What happens when doors do not easily open for a person, when he or she always feels pushed to the edges, left out, left behind, forced to look in from the outside? I had that conversation today with two very special and valued people – one a staff member and the other an active congregant. We discussed how when traditional groups refuse us entry, most of us will find someplace else to belong.

Check out the profiles of young persons from the U.S. who try to unite with foreign militant organizations. A large percentage are people who seemed to be (or worse, were branded as) misfits. When people have developmental challenges or alternate learning styles or out-of-the-norm relational skills, we sometimes tend to isolate them. Perhaps we do not intentionally reject them, we simply feel uncomfortable including them. Either way, the result is the same – that they feel closed out and pushed aside. And when that happens, there will always be other groups (often with less than honorable intent) who will receive them with open arms, affirm them, and make them feel (a) part of the new circle and thus (b) an enemy of the community that made no room for them. The leadership of militant and/or hate organizations are experts in preying on the vulnerable. Be they foreign extremist religious sects or American survivalists or the KKK, those organizations have always fed on people who feel unwanted and unwelcomed in more traditional populations.

It makes one wonder what the world might look like if we had ever taken The Jesus Model seriously. “Love your neighbor as yourself,” He said. Make time and room for “the poor, the lepers, the harlots, the publicans, the beggars at the gate”... all those are words Jesus used and people Jesus cared for. He saw every individual as a child of God and, thus, as someone worthy of concern, compassion, and kindness.
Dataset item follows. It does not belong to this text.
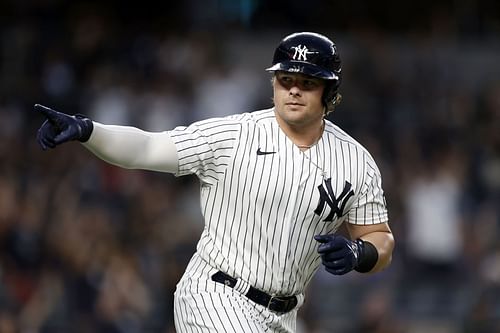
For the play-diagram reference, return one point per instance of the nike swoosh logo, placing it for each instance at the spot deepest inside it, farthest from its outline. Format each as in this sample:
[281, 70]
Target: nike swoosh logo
[260, 152]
In fact, He was often criticized for sitting at the table with people whom others (even religious leaders) preferred to push away. But isn’t it conceivable that by sitting at the table with people, by acknowledging them and interacting with them and treating them as if they were not invisible, we protect ourselves and them against the potential of anger, recrimination, and violence? Every time we reject people, someone else will receive them. And that someone else may prey upon them, brainwash them, and send them back against us. Jesus understood that making friends is always wiser than making enemies.

I try to remind myself of that in daily human interactions. Not everyone will allow me to be their friend, and that’s okay. But may it never be for a lack of effort on my part. Whether we are talking family members, co-workers, classmates, neighbors, fellow church members, or strangers on the street, nothing is ever lost by at least being cordial and kind. But high prices may be paid when we choose to be aloof or dismissive.